Regression models are statistical methods used to investigate the relationship between one or more independent variables and a dependent variable. Regression models aim to estimate the effect of the independent variables on the dependent variable. These models assume a functional form for this relationship, such as linear or nonlinear. The model parameters are estimated using statistical techniques, and the model’s goodness of fit is assessed using various metrics, such as R2 and RMSE. In addition, the selected variables in the previous step were used as the input variable in the regression model. This study utilized four regression models: multiple linear regression (MLR), random forest (RF) regression, XGBoost regression, and the SVR model. The crop yield dataset (126 samples) was separated into a training dataset (98 samples) (2011–2017) and a testing dataset (28 samples) (2018–2019) (Figure 3). Since machine learning approaches require optimization methods to deal with hyperparameters, grid search cross-validation (GridSearchCV) was utilized to choose the appropriate hyperparameters for each ML model. Since machine learning approaches require optimization methods to deal with hyperparameters, grid search cross-validation (GridSearchCV) from the scikit-learn library in Python was utilized to optimize the hyperparameters of a machine learning model [50]. GridSearchCV exhaustively searches through a specified hyperparameter grid to find the optimal combination of hyperparameters for a given model by training and evaluating the model with different combinations and selecting the combination that performs best according to a chosen evaluation metric [51]. The RMSE and R2 were used to evaluate the performance of a regression model. The regression model was performed in a Python environment using the scikit-learn library. The reliable predictive model will be applied for predicting crop yield at the provincial scale in fourteen provinces and visualized as a map prediction. On the other hand, analyzing trends for future periods is required for farmers and policymakers to make more informed decisions regarding agricultural practices and resource allocation.

3. Results

3.1. Variables Selection

Eliminating redundant variables (keeping the significant variables) is required to reduce misleading and avoid overfitting models. This study applied CA and the VIF as an initial step to remove redundant variables and utilized the remaining crucial variables in the model for predicting crop yields in the Chi basin region. The result indicated that RS data showed six significant variables consisting of the TCI, NDVI, LSTnighttime, VCI, VHI, and EVI, all with p-values of less than 0.05 (Table 3), while climatic data remained only a single variable, that is, Tmean. After applying the VIF, only four variables remain (Table 3). Therefore, the variables selected for the training and testing model that provided a VIF lower than 5 are the TCI, NDVI, LSTnighttime for RS data, and Tmean for climatic data, which range from 1.31 to 2.17 (Table 3).

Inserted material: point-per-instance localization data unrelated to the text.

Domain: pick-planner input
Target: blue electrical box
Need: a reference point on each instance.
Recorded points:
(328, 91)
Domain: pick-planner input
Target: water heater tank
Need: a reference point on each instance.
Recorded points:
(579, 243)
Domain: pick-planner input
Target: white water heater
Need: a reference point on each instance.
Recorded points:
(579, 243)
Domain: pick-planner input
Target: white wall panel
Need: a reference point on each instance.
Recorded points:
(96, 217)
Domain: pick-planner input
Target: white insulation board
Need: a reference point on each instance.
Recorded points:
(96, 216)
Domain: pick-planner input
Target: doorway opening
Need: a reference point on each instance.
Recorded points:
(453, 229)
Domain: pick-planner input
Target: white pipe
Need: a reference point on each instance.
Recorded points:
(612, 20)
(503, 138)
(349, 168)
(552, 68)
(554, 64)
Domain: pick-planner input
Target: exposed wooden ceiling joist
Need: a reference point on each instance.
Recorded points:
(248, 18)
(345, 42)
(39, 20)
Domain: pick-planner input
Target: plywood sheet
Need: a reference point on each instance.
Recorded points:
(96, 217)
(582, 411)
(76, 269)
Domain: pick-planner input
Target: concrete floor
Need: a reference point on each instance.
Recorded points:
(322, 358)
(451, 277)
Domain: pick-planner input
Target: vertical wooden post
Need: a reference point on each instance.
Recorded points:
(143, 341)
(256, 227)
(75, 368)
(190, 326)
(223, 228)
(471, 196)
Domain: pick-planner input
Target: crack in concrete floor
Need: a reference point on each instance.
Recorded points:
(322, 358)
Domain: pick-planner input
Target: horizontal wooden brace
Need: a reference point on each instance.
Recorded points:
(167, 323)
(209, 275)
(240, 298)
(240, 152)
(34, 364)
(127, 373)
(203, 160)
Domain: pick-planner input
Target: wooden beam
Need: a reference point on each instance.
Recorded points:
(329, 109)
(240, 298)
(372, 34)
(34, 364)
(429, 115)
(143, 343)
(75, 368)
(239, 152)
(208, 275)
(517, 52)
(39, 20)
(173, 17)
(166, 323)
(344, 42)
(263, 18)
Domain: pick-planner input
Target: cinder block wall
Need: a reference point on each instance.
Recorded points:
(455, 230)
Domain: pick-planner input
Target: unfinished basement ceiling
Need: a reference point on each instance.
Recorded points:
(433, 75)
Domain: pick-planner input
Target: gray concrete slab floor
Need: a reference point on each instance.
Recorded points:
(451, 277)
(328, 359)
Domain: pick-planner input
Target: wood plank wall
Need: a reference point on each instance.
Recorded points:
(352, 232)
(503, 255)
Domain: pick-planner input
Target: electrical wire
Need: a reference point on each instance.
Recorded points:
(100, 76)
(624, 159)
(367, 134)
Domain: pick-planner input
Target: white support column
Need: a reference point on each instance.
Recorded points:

3.2. Regression Model Predictions for Province-Level Crop Yield Prediction in the Chi Basin

In this study, a total of 126 samples were used to examine crop yield production at the provincial scale. These samples were divided into two time periods as training and testing data: 2011–2017 (98 samples) and 2018–2019 (28 samples). Four regression models (MLR and machine learning techniques) were applied to the three categories of data (Table 3): remote sensing (RS), climatic, and a combination of both. The MLR model using RS data provided the lowest R2 value of 0.42 in the training dataset, while the XGBoost model using fusion data possessed the highest R2 value of 0.95 (Table 4). This study is congruent with the report of previous research [15], which stated that a fusion of remote sensing-based drought indicators and climatic and weather indicators can provide high statistical measurement when used with the XGBoost model for cereal yield forecasting. In terms of validation (RMSE), the XGBoost model with combination data provided the lowest RMSE of 0.18 ton/ha, while the support vector regression (SVR) model using climatic data had the second lowest RMSE of 0.18 to 0.3 ton/ha. This error threshold is generally accepted in European agro-statistics [52]. Overall, the XGBoost model was the most reliable for predicting crop yield production (highest R2 and lowest RMSE) (Table 4).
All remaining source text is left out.